Human ovarian epithelial cell line IOSE-80 and four OC cell lines A2780, SKOV3, ES-2, and C30 were purchased from Shanghai Cell Bank of Chinese Academy of Sciences. Cells were maintained in RPMI-1640 medium (Invitrogen, CA) supplemented with 10% fetal bovine serum (FBS) (Invitrogen, CA), and then cells were incubated in a humidified incubator at 37°C, 5% CO₂ (Li, Zhang, et al., 2019).

2.3 Plasmid construction and transfection

TUG1 small interfering RNAs (siRNA) and its negative control, miR-29b-3p mimics, miR-29b-3p inhibitor, and their negative controls, pcDNA-MDM2 vector and negative control pcDNA3.1 (+) vector were constructed and obtained from GenePharma (Shanghai, China). Oligonucleotide and vector transfection in this study were carried out using Lipofectamine 2000 (Invitrogen, CA). The transfection efficiency was assessed by qRT-PCR.

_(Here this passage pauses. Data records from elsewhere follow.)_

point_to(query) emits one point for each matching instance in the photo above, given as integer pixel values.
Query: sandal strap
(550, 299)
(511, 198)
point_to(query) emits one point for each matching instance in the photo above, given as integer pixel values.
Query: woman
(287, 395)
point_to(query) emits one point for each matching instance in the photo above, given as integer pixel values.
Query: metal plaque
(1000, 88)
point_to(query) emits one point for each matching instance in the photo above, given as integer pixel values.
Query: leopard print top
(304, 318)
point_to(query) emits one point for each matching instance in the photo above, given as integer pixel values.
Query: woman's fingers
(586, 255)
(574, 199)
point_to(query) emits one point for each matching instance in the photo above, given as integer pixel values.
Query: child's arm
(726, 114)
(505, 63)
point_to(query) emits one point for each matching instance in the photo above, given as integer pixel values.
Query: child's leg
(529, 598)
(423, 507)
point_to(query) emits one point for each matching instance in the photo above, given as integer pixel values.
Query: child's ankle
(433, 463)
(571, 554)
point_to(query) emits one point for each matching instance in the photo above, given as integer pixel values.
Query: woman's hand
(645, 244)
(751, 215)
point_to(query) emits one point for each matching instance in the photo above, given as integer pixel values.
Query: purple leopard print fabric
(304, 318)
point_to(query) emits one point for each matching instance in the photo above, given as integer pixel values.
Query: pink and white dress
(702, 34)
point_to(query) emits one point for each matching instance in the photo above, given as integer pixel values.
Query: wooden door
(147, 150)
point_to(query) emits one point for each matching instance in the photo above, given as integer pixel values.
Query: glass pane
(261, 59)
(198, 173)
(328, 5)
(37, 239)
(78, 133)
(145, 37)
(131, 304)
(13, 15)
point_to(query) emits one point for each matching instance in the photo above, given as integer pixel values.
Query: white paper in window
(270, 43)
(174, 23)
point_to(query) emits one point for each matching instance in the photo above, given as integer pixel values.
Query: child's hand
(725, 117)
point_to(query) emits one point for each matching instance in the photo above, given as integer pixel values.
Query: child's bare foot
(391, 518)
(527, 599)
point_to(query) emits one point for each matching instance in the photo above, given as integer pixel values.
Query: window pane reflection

Before transfection, cells were seeded into 24-well plates for 24 hr. Lipofectamine 2000 was diluted with FBS-free medium, and then mixed with miR-29b-3p mimics, or miR-29b-3p inhibitor and their negative controls, or si-TUG1 and negative control, or pcDNA-MDM2 vector and negative control pcDNA3.1 (+) vector diluents for 20 min at room temperature. The 100 μl mixture was added into each well and then incubated at 37°C for 24 hr. The transfection efficiency was measured by qRT-PCR.

2.4 qRT-PCR

Total RNA was extracted from tissue specimens or cells using Trizol reagent (Invitrogen) according to the manufacturer's protocol. cDNA was synthesized using Reverse Transcription Kit (TaKaRa, Dalian, China) according to the manufacturer's protocol. qRT-PCR was performed using One Step PrimeScript™ RT-PCR Kit (TaKaRa, Dalian, China) according to the manufacturer's protocol. The conditions used for qRT-PCR were as the followings: 95°C for 30 s, and then at 95°C for 5 s and 58°C for 30 s by 40 cycles. U6 and GAPDH were used as the internal control. The relative expression levels were calculated by 2^-∆∆Ct methods. All primers were obtained from Sangon (Shanghai, China). Primer sequences are as the followings, TUG1, 5′-CTGAAGAAAGGCAACATC-3′ and 5′-GTAGGCTACTACAGGATTTG-3′; miR-29b-3p, 5′-TCAGGAAGCTGGTTTCATATGGT-3′ and 5′-CCCCCAAGAACACTGATTTCAA-3′; MDM2, 5′-TACAGGGACGCCATCGAATC-3′ and 5′-TGAAGTGCATTCCAATGTC AGC-3′; U6, 5′-CTCGCTTCGGCAGCACATATACT-3′ and 5′-CGCTTCACGAATTTGCGTGT-3′; GAPDH, 5′-TGTGTCCGTCGTGGATCTGA-3′ and 5′-CCTGCTTCACCACCTTCTTGA-3′.

2.5 MTT assay

After cell transfection, SKOV3 and ES-2 cells (1 × 10⁵ cells/ml) were seeded into 24-well plates (Corning, NY) for 24 hr. then 5 mg/ml MTT (Invitrogen, CA) was added into wells (20 μl per well). After that, 150 μl DMSO was added into each well and incubated at room temperature for 15 min to sufficiently dissolve the crystals. The absorbance at 490 nm was detected using an enzyme-linked immunometric meter.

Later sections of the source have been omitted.